An example of a pulley in combat….

From Matt:

I was asked earlier in a conversation about an example of a pulley as a machine in the body for combat…
I wanted to repost the answer to give an explaination:

You have to look at what a pulley is. I concentrate more on the wheel and axel because it is more applicable. There are a number of them…first, you can look at how pulleys work in the body, with your muscles/joints/ligament/tendons around rotation points – an example is your knee. When the muscles (quadriceps) slide over a round surface (patela) then you have a pulley. If you know how a pulley works, you can make this machine function, like when you left your leg – or you can make it malfunction (break it with a kick or stomp or lock to move the muscle off the patela), or you can make it hyperfunction, by, let’s say, putting a lever between the back of the knee and the thigh and then pulling the lower leg back over, which makes it hyperfunction.

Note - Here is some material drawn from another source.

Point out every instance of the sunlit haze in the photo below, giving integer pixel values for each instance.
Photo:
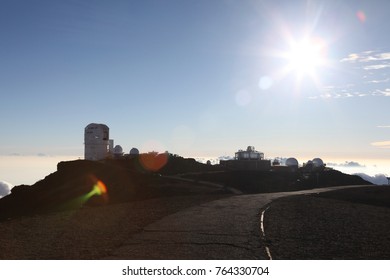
(200, 79)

Same with the elbow – because the elbow is the knee, the shoulder is the hip, etc. It’s the same mechanical structure – so now you have the means of function – making your movements more efficient because you understand the lever system and can become quicker in your strikes or grabs….like a pulley is used to lift a weight using mechanical force. You use this same principle to lift your weight (hand, foot) quicker and faster through biomechanical efficiency….

You have compund levers where you can attack two at a time to f/m/h (function, malfunction, hyper function) to cause maximum lasting damage – OR you can recruit two of three (shoulder, elbow, wrist) to create a much more powerful strike.

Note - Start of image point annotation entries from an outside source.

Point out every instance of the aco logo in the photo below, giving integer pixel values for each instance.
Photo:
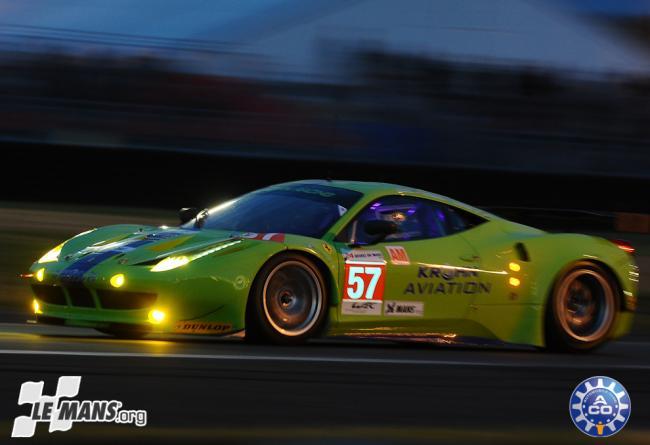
(600, 406)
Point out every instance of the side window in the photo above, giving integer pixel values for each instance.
(416, 218)
(459, 220)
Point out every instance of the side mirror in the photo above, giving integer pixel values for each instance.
(187, 214)
(380, 228)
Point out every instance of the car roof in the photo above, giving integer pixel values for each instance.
(383, 188)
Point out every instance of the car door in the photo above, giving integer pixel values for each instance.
(421, 273)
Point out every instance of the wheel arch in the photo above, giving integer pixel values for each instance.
(566, 268)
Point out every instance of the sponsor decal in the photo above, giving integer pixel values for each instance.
(398, 255)
(354, 307)
(61, 413)
(447, 280)
(277, 237)
(600, 406)
(199, 327)
(404, 309)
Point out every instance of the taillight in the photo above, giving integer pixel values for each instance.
(624, 245)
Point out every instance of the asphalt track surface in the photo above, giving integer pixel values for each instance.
(222, 390)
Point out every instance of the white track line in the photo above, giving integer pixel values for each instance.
(317, 359)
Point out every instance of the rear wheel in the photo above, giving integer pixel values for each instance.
(582, 309)
(288, 301)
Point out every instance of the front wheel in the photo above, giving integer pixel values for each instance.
(582, 309)
(288, 301)
(124, 332)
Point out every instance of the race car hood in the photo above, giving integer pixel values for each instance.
(141, 244)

Example is making the shoulder and the elbow h/m at the same time…

A lot of people laugh at diagrams, etc. But, think about this way – if you can only learn 300 techniques in your life time, and can really only do well 150, but in combat you can only have neurological access to around 70….

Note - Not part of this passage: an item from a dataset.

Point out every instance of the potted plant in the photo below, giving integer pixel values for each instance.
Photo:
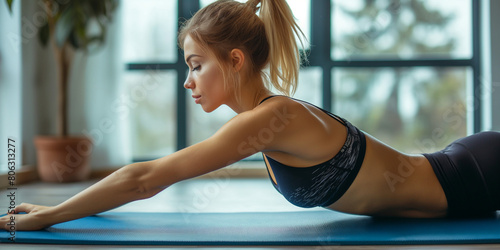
(70, 26)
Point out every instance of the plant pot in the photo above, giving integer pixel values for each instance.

So, you make your body as efficient in movement as you can, and you make those techniques as efficient as they can – then you are approaching physical combat (which is mechanical interaction) with a very efficient machine already….and you understand the mechanics from a book basis…then those 70 are multiplied exponentially.

They become like 150. In Pramek, that’s what we do.

We move beyond technique using that method so the student is bound by learning 300 techniques – they are simply applying principles
They are efficient, their understanding of mechanics is efficient….

So they are applying a wedge on anything – not just a strike, then it’s kick-wedge – it’s just a wedge, just a pulley.